The most common way of using Debezium is in combination with Apache Kafka and the corresponding Kafka Connect framework. Apache Kafka is an open-source, distributed streaming platform that is based on the publisher-subscriber model. It enables applications to process data streams in real time and to exchange messages between several processes. With Kafka Connect, it is possible to implement matching connectors that can both write data to Kafka (source connectors) and read from Kafka (sink connectors). As you may have guessed, Debezium provides source connectors that stream the captured change events to Kafka. Applications that are interested in the change data can read them from the Apache Kafka logs and process them.

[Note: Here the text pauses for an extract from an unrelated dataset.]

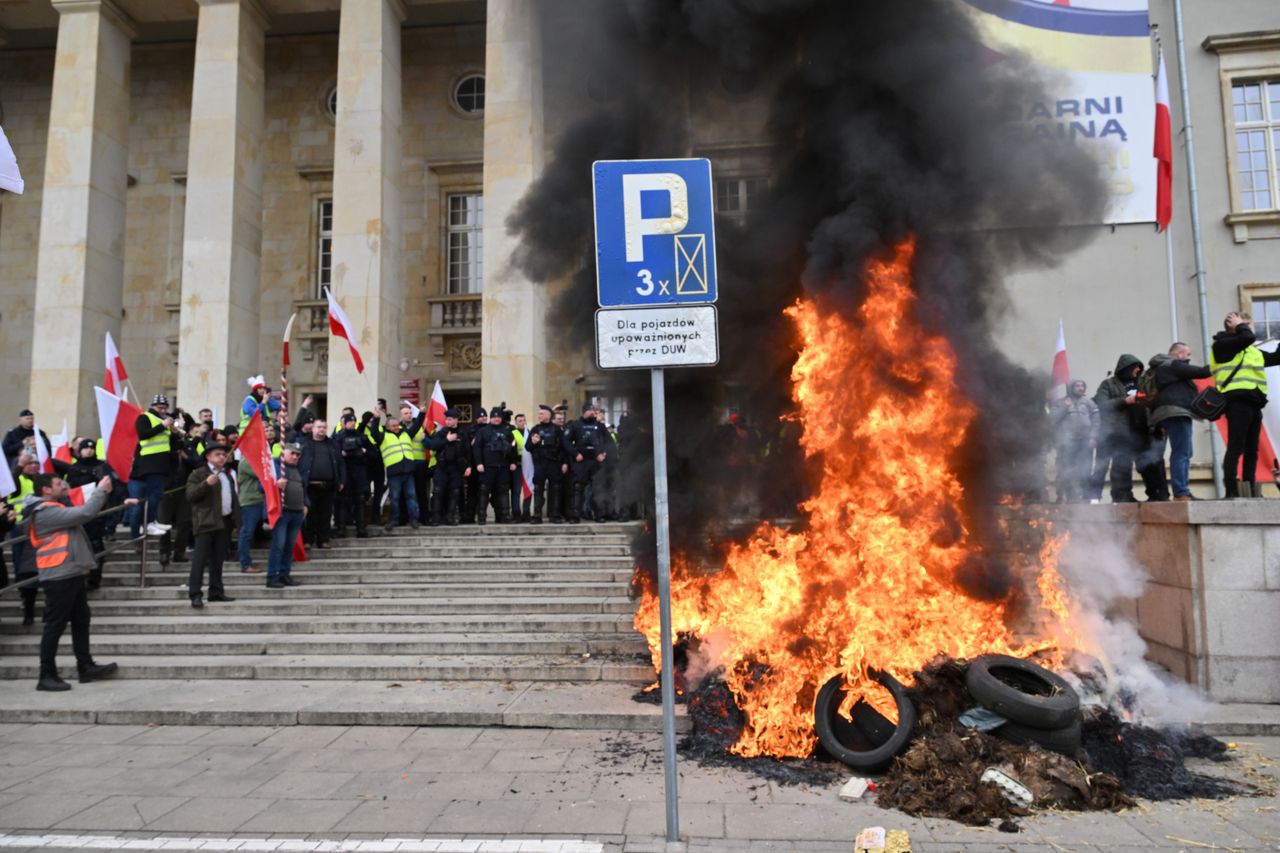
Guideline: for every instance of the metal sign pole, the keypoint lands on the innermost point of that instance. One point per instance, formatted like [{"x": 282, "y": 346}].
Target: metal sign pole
[{"x": 668, "y": 665}]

Outline of the architecture for the use of Debezium
Figure: Outline of the architecture for the use of Debezium 1

Recently, it has become possible to use Debezium not only in combination with Kafka Connect, but as a standalone application. This means that the users are no longer bound to Kafka and can now forward change events to other streaming platforms such as Kinesis, Google Cloud Pub/Sub, or Azure Event Hubs. The change data that Debezium captures from various databases have to be provided to the applications that want to process them (consumers) in a standardized format. Debezium uses the JSON format for this. Each change event comprises two parts: a payload part and a preceding schema that describes the structure of the payload. The payload part contains, for example, the operation that was carried out on the dataset and, optionally, the content of the line before and after the change occurred. The primary key of the database is given a specific designation which is important for the allocation of the event to a partition in Kafka. We will elaborate on this in the second part.

Furthermore, Debezium places a high value on fault tolerance for the change data capture: If a connector crashes, reading continues after the reboot at the position in the transaction log that has been processed last. Similarly, if the connection to Apache Kafka fails, the change data are stored in the cache until the connection has been reestablished. This concludes our overview of the basics of the use of Debezium. In the next part of the series, we will present a concrete example where Debezium streams change events from a sample table in the SQL Server.


1 The outline is based on the architecture outline provided in the Debezium documentation.